6. The aerial small target detection method according to claim 5, characterized in that, The multi-scale feature map is processed by a progressive feature pyramid detection head. The process of generating a multi-scale feature fusion map through progressive fusion is as follows: Channel adjustments are performed on the multi-scale feature maps P2, P3, P4, and P5 to obtain feature maps P2', P3', P4', and P5', respectively. After upsampling feature maps P2' and P3', they are concatenated and fused by convolution to obtain fused feature map F1; The fused feature F1 is downsampled and then upsampled with the feature map P4', and then convolved and fused to obtain the fused feature map F2. The fused feature map F3 is obtained by downsampling the fused feature map F2 and upsampling the feature map P5'.
7. The aerial small target detection method according to claim 6, characterized in that, The specific steps of performing target classification, bounding box regression, and confidence prediction based on the multi-scale feature fusion map are as follows: Based on the fused feature maps F1, F2, and F3, prediction results corresponding to targets at different scales are generated respectively; wherein, the target classification is calculated using the softmax function to output the class probability of each predicted box, the bounding box regression outputs the bounding box coordinates, and the confidence prediction outputs the probability that each predicted box is a true target.

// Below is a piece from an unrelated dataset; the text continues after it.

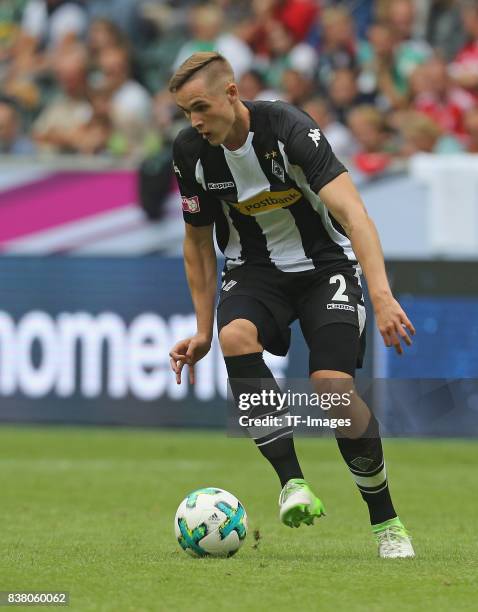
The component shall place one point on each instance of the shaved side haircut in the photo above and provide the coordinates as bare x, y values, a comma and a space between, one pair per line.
212, 65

8. The aerial small target detection method according to any one of claims 1 to 7, characterized in that, The aerial small target detection method also includes post-processing the aerial small target detection results, specifically: Non-maximum suppression algorithm is applied to remove overlapping prediction boxes; If the aerial image data was resized and padded during preprocessing, the output bounding box coordinates will be mapped back to the original image size.

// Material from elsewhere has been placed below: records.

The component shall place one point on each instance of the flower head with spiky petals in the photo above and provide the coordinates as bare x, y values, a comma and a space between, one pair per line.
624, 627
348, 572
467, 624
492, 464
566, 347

9. The aerial small target detection method according to claim 8, characterized in that, The specific dimensions adjustment and filling are as follows: The image was scaled using bilinear interpolation. And maintain the aspect ratio; If blank areas exist after scaling, fill them with black pixels. .
10. A YOLOv12n-based aerial small target detection system for use in any one of the aerial small target detection methods according to claims 1 to 9, characterized in that, The system includes: The data acquisition module acquires aerial image data and preprocesses the aerial image data. The model building module constructs an aerial small target detection model based on YOLOv12n, including a backbone network and a detection head. The backbone network is based on the original YOLOv12n backbone network architecture, but its built-in downsampling layer is replaced with a context-guided downsampling module. The detection head is a progressive feature pyramid detection head. The result generation module inputs the preprocessed aerial image data into the aerial small target detection model to obtain the aerial small target detection result.